Two RTX 3090s can draw over 900W at peak. A 750W PSU will shut down under load. LLM inference is sustained full-load, not intermittent like gaming. Budget for a 1,200W+ PSU and dedicated power cables.

Thermal Throttling

GPUs touching each other with no airflow gap will thermal throttle within minutes under sustained inference. Leave at least one slot of spacing. Consider water cooling for truly sustained 24/7 workloads.

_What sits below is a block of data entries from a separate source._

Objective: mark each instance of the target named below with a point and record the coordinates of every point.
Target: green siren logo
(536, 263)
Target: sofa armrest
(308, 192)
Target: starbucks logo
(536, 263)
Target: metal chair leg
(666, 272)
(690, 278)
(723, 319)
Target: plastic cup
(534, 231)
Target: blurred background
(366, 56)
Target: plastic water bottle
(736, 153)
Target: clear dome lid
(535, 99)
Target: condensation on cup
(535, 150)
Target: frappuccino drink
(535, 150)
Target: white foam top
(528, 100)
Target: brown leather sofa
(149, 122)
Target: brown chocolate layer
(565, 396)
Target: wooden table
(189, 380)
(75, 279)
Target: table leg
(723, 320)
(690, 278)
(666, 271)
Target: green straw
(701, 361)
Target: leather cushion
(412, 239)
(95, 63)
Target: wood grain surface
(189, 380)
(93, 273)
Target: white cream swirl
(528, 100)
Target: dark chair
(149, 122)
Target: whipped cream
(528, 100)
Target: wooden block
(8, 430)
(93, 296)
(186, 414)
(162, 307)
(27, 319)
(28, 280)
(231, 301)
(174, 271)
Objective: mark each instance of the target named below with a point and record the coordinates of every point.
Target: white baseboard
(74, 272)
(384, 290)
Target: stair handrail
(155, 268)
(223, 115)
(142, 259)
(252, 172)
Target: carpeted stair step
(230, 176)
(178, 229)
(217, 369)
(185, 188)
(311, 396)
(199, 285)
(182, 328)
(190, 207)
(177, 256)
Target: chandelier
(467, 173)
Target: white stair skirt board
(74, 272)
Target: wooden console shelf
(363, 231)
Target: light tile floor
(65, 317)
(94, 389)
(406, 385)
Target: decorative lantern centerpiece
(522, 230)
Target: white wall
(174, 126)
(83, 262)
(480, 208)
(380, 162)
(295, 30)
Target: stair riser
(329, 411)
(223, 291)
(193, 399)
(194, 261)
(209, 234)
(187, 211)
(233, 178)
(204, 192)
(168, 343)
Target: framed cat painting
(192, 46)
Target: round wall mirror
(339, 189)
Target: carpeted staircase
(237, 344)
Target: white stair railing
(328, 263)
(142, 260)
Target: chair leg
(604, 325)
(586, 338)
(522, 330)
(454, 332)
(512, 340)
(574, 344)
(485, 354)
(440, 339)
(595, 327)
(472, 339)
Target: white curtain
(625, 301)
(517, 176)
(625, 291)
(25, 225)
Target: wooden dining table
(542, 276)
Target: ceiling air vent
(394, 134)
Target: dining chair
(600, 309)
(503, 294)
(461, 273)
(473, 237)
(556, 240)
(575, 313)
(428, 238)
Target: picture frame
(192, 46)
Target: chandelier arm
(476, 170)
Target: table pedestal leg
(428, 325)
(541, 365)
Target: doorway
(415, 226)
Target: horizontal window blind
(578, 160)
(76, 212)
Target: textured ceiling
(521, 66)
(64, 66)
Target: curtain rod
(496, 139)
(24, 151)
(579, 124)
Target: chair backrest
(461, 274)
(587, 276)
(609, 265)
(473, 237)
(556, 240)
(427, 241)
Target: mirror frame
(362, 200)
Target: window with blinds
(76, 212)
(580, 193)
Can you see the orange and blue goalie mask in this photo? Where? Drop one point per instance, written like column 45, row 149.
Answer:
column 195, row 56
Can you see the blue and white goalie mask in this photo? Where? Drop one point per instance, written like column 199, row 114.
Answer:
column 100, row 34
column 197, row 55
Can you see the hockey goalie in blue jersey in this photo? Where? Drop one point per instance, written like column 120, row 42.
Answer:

“I Added a GPU and It’s Slower”

If your model fits on one GPU, adding a second GPU adds overhead without benefit. This is the most common mistake. Multi-GPU only helps when the model needs more VRAM than one card provides.

Vulkan Multi-GPU

Don’t use Vulkan for multi-GPU in llama.cpp. Row split doesn’t work, there are crash reports on recent builds, and it can only access ~4GB of an 8GB GPU. Use CUDA.

Mixed NVIDIA + AMD

No tool supports splitting a model across an NVIDIA and an AMD GPU simultaneously. Pick one brand for your multi-GPU setup.


The Bottom Line

Multi-GPU local AI has one real use case: running models that don’t fit on a single card. The dual RTX 3090 at 48GB total VRAM unlocks 70B models — a class of model that’s genuinely more capable than anything you can run on 24GB alone.

The practical summary:

ScenarioBest Approach
“I want 70B on dual 3090s”llama.cpp layer split or vLLM pipeline parallelism
“I have dual 3090s with NVLink”vLLM tensor parallelism
“I want the easiest setup”Ollama (auto-splits, no config)
“I want monitoring and fine-tuning too”Razer AIKit
“I have mixed GPUs (3090 + 3060)”llama.cpp with --tensor-split 24,12
“I’m serving many users”vLLM with tensor parallelism

Don’t buy a second GPU to make a small model faster. Buy a second GPU to run a bigger model. That’s the only equation that works.